Togo, Batı Afrika'da Gana ve Benin arasında yer alan küçük bir ülkedir. Ülkenin ana hatları kuzeyden güneye uzanan bir dikdörtgene benziyor. Böylece 56 kilometrelik sahil şeridi, Togo Cumhuriyeti'ne ait olan denize çıkışın tamamıdır. Ülkenin ana şehri olan Lome, Atlantik Gine Körfezi'nin hemen kıyısında yer alır ve plajları turistler için en az çekici değildir. Devletin güney kesiminin iklimi nemli, ekvatordur. Savanalar kuzeye doğru uzanıyorsa, Lome tropikal ormanlarla çevrilidir.
Togo'nun başkenti oldukça büyük bir şehirdir. Yaklaşık 900 bin kişi var. Kuruluşu hakkında, sadece 18. yüzyılın sonunda gerçekleşmesine rağmen, sadece efsaneler kaldı. Belli bir avcı Bold Heart, okyanus kıyısındaki palmiye ağaçlarının arasında yemyeşil aloe çalılıkları gördü ve orada ilk evleri inşa etti. Daha sonra "aloe" kelimesi "Hurda"ya dönüştürülmüştür. Bu yerleşim, ülkenin Almanya'nın sömürgesi olduğu 1879'dan itibaren idari merkez oldu ve Birinci Dünya Savaşı'ndan sonra da öyle kalmaya devam etti. Togo Fransa'nın eline geçtiğinde savaş. 1960 yılında devlet bağımsızlığını ve egemenliğini kazandığında, Lome köyü en gelişmiş ekonomik merkez haline geldi ve başkent statüsünü aldı.
Kuzeyden sahile uzanan demiryolu, şehri batı ve doğu olarak ikiye ayırıyor. Batıda - elçilikler, Avrupalıların evleri, devletin idari kurumları ve doğuda - yerel nüfusun yerleşim alanları, büyük bir kapalı pazar, çoğu dükkan olan Togo'nun başkentidir. Kuzeyinde kampüsleriyle hastane ve üniversite, güneyinde oteller ve plajlar yer almaktadır. Ayrıca metropolün bu bölümünde hükümet toplantılarının ve çeşitli uluslararası kuruluşların konferanslarının düzenlendiği güzel ve modern binalar var.
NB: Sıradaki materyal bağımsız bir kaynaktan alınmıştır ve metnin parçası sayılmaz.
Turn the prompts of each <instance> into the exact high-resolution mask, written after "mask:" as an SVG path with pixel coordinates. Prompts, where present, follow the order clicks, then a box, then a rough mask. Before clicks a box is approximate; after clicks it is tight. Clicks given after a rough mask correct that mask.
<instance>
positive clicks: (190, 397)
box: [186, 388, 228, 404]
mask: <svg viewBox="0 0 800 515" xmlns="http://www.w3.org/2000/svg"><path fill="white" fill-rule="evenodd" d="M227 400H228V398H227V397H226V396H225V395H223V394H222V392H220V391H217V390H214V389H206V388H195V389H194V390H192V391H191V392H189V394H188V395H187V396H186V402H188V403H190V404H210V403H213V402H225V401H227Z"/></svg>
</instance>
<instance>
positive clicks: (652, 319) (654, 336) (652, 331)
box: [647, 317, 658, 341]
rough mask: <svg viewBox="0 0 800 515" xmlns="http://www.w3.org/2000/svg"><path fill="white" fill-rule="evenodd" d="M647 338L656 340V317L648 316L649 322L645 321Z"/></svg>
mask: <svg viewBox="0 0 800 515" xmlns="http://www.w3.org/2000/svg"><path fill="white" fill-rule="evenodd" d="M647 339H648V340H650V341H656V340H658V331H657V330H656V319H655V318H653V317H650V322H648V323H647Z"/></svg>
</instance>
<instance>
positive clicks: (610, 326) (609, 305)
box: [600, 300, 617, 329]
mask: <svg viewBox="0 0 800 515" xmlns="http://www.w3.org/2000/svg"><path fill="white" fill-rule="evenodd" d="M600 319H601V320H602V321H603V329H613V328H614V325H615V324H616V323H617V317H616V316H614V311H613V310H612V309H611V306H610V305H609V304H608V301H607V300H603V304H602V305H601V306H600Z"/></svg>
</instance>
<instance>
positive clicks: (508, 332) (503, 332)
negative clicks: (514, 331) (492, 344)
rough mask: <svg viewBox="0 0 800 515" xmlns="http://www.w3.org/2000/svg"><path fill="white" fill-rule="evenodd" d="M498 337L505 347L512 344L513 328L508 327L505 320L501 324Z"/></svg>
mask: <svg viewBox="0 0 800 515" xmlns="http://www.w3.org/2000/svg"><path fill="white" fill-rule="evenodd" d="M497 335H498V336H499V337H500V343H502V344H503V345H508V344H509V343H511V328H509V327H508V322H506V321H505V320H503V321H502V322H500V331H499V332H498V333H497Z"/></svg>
90'ların sonundaki çalkantılardan sonra ülkeye turist akışı bir miktar azaldı ama şimdi bile orada, özellikle güneyde, kıyı kesiminde birçok yabancıyla tanışabilirsiniz. Togo'nun başkenti, plajlarıyla haklı olarak gurur duyuyor, ancak yerel sularda yüzmek, güçlü ebb akımı nedeniyle yalnızca iyi yüzücüler için uygundur. Buradaki sezon tüm yıl boyunca sürer. Ancak, yerel halkın şehir içindeki belediye plajlarını tuvalet olarak kullandığını unutmamalısınız, bu nedenle Sarakawa otelinin yakınındaki izole ve donanımlı alanlarda dinlenmeye değer. Kayaların rahat bir yüzme alanı oluşturduğu ve dalganın geri tepmesini az alttığı Robinson Plajı'na 9 kilometre doğuya da gidebilirsiniz.
Togo'nun başkenti Lome, bir turisti nasıl şaşırtacağını biliyor. Kimlik ve karakteristikDünyaya vudu dinini veren yerel halkların özellikleri, kentin batı eteklerinde bulunan Marches des Fetistures'ta (Fetiş Pazarı) en açık şekilde kendini gösterir. Burada sadece vudu kültünün ürünlerini satıyorlar: kurutulmuş hayvan organları, merhemler, merhemler, muskalar ve diğer "mucizevi" şeyler.
Tam merkezdeki Büyük Pazar, canınızın istediği her şeyi bulabileceğiniz üç katlı bir kovandır. Ancak batik, deri eşya veya figürinler için Hotel du Gulf'un yakınında bulunan "zanaatkarlar köyüne" gitmek daha iyidir. Orada birinci elden bir hediyelik eşya satın alabilir ve aynı zamanda ustaların çalışmalarını izleyebilirsiniz.
Katedral ve Millet Meclisi Sarayı'nı gezdikten sonra göl üzerinde bulunan Togoville kasabasına gidebilirsiniz. Bu, hükümdar Mlapa IV'ün sarayı burada bulunduğundan, Togo'nun resmi olmayan başkentidir. Majestelerinin kendisi kendi rehberi olarak hizmet ediyor. Yabancı turistlere Mason Royal'ini (Kraliyet Evi), yaldızlı Mercedes'ini, atalarının ve tahtın fotoğraflarını göstermekten mutluluk duyacaktır. Karşılığında kral senden bir karşılık hediyesi bekler.